Empieza con Pi…como Pinochet

Ernesto Tamara
29.Ene.2010 :: Destacados

En pocos días el presidente electo de Chile, Sebastián Piñera comenzó a dar las pautas de lo que será la orientación de su gobierno, más allá de las declaraciones públicas de que mantendrá y mejorará las políticas sociales de la Concertación. El gabinete que presentará en los primeros días de febrero, tendrá figuras que apoyaron la dictadura de Augusto Pinochet, y ya presentó las intenciones de privatizar parte de la empresa estatal del cobre, achicar el número de funcionarios del aparato del Estado y flexibilizar las leyes laborales.

No hay ninguna duda sobre que sector de la sociedad asumió como propia la victoria de Piñera. Aunque las cámaras de televisión no se dedicaron a mostrarlo, los festejos en los barrios de las clases acomodadas, resucitó Pinochet. Su retrato apareció en los festejos de la noche del pasado 17 de enero.
La futura “primera dama, Cecilia Morel de Piñera, admitió de inmediato que el triunfo electoral de su esposo era de las clases altas. En una entrevista al diario El Mercurio relata que esa noche, apenas revelado los primeros datos que le daban la victoria, salieron a recorrer algunos barrios de la capital, en especial, querían ver otras zonas que no fueran de las clases altas, para ver si se estaba festejando.
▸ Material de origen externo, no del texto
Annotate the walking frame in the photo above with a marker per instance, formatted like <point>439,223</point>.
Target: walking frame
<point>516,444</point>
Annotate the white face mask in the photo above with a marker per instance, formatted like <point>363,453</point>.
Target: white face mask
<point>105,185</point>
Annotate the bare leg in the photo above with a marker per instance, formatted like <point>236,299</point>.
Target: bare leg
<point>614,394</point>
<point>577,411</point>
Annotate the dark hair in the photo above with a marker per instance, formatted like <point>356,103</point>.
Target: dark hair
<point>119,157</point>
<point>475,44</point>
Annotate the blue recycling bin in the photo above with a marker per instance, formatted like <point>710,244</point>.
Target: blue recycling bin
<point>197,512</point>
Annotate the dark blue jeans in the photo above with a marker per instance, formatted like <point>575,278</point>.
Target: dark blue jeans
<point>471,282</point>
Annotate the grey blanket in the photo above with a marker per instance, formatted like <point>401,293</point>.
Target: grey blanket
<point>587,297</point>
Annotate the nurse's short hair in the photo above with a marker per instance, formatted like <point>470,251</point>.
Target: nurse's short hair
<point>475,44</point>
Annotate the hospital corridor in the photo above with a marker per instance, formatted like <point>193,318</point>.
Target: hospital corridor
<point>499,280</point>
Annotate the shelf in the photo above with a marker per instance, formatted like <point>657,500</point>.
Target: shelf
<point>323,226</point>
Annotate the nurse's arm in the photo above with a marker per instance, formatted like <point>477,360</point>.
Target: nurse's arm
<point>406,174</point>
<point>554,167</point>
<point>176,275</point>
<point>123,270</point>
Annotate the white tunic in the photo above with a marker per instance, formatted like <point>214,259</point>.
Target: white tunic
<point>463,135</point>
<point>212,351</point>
Es decir daba por sentado quienes iban a ser los primeros en brindar por el nuevo gobierno.
La misma Morel, licenciada en Relaciones Humanas y Orientación Familiar, también dió las pautas de como funciona ideológicamente su marido en una entrevista al diario derechista español, ABC. “Sebastián rompió hace veinte años la barrera entre derecha e izquierda. No estaba a favor de la dictadura, pero con la frente alta reconocía las cosas buenas que había hecho Pinochet. Nunca tuvo dudas”.
Y asumiendo la representación de la derecha, que antes dijo no existe más, añadió: “que no nos endosen el golpe militar. Es un problema histórico en el que la izquierda se lava las manos como si ellos no tuvieran nada que ver, como si Allende fuera un santo inmaculado y mártir, y de repente nos cayó del cielo ese demonio porque la derecha era muy mala… Es increíble”.
Además de su esposa, el propio Piñera se ha presentado como opositor a la dictadura del general Pinochet, aunque muy pocos recuerdan que hizo en ese sentido, más bien, se lo acusa de enriquecerse en ese período. Cuando Pinochet dió el golpe de Estado, el 11 de septiembre de 1973, Piñera estaba estudiando economía en una universidad norteamericana donde había llegado con una beca Fullbrich. Tres años más tarde, después de haber trabajado con el economista noeliberal Martin Feldstein (fue más tarde asesor económico de los presidentes Ronald Reagan y George W. Bush), regresó a Chile donde emprendió varios negocios. Hoy su fortuna personal está estimada en algo más de 1.000 millones de dólares, aunque podría ser más elevada, ya que muchos de emprendimientos económicos aparecen registrados como propiedades de un fideicomiso.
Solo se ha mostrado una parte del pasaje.